Querying for values in the index returns a list of matches, which include the Riak bucket and key where the document is stored: _yz_rb and _yz_rk for “Riak Bucket” and “Riak Key,” respectively. With that result set, the developer can then load the keys at their leisure.

Ruby is Not Solr

Putting Solr/Lucene query strings together is almost as awful as putting SQL together, and almost as dangerous too: Solr injection doesn’t have as many dangers as SQL injection, but they’re still there. Fortunately, we have a known-nice interface for building queries, and we can take what we need:

q = @bucket.query.
        where(name_t: '*e*').
        order(created_dt: 'asc').
        limit(5).
        offset(5)

This is implemented in the Riak Yokozuna query Ruby gem I put together on Sunday. It adds a query method to Riak::Bucket objects, which returns a Riak::YzQuery::QueryBuilder instance, on which the rest of the query expression is built.

A nice part about Solr is that it only includes matching index entries (SQL WHERE), and specifies sorting (ORDER), row selection, and other query features separately. This means that we can generally keep our concerns separate, and nothing’s really stopping us from building the “where” and “order” clauses as we go.

A QueryBuilder instance provides the four query methods seen above, and “chains” them so that they return a new QueryBuilder that represents the original one modified by the new query data:

q = @bucket.query.where name_t: 'Andrew'
q.keys #=> ["PtgA5YsxWpSg7RzTY2eJVJ81hDQ", "OL1quOfOKiYEmxYsqvjf9cyRmH3"]
q2 = q.where name_t: 'Stone'
q2.keys #=> ["OL1quOfOKiYEmxYsqvjf9cyRmH3"]

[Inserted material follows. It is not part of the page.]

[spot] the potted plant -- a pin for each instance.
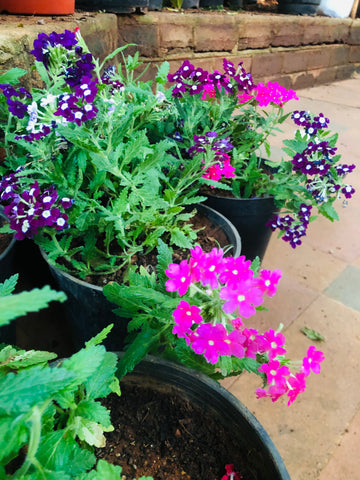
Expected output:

They also have the keys and values methods to perform the query and retrieve the response and the values for the keys in the response.

Limit and Offset

These are just integers, so the QueryBuilder simply chains off a new instance with these new values.

Order

A Solr order clause is very similar to the ORDER BY clause in SQL. To order by a document’s “name” field ascending, and “created_at” descending when two documents have the same name, the clause in both SQL and Solr is “name asc, created_at desc”. The gem allows you to build this several ways:

q = @bucket.query.where(name_t: 'Andrew').order(created_dt: 'asc').keys
#=> ["OL1quOfOKiYEmxYsqvjf9cyRmH3", "PtgA5YsxWpSg7RzTY2eJVJ81hDQ"]
q = @bucket.query.where(name_t: 'Andrew').order('created_dt desc').keys
#=> ["PtgA5YsxWpSg7RzTY2eJVJ81hDQ", "OL1quOfOKiYEmxYsqvjf9cyRmH3"]

Where

This is where the complexity is: I wanted to build something as flexible as Active Record’s where clauses, that would take hashes for equality matches, arrays for parameter escaping, and strings for more complicated querying. I also wanted to support ranges, times, numbers, in addition to strings. As a result, the WhereClause class is as complicated as the QueryBuilder.

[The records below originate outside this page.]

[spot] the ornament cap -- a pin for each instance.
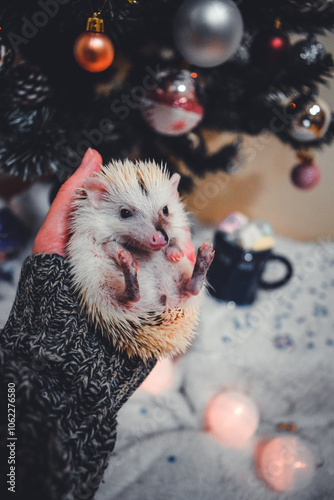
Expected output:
(95, 24)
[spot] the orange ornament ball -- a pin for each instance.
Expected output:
(94, 52)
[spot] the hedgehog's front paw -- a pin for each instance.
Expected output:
(204, 258)
(173, 253)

When creating where clauses with hashes alone, handling it is fairly simple: just keep merging the hashes together, and at the end, join the pairs with “AND” and send that to Yokozuna.

For strings (and arrays, which I treat like strings after deparameterizing them) I didn’t want to deal with parsing them back out to hashes, so I just parenthesize them and AND them together. If I’m joining a string and a hash, the hash gets converted to a string, and everything follows from there.

Nicer

A big benefit of this approach is that it minimizes “string programming.” Instead of having huge monolithic Solr strings in your models, instead you have syntax-checked Ruby with no, or at least smaller, strings. The chaining means it’s easier to manipulate and paginate the queries prior to expensive fetch operations or showing the results to the user.

At the same time, it’s not strictly necessary, so it’ll remain separate from but dependent on the Riak Ruby client proper. It’s a nice way to build queries, but doesn’t really provide any of the plumbing necessary to run them itself.

Today and Tomorrow

The gem is published on RubyGems and the source is on GitHub, but it’s in no way production ready: the tests are hardcoded to my local Riak install, it depends on an unstable development version of Riak (2.0.0pre1), and the very literal bleeding edge of the Riak Ruby client. I’d like to get it 1.0 after Riak 2 comes out, but time will tell.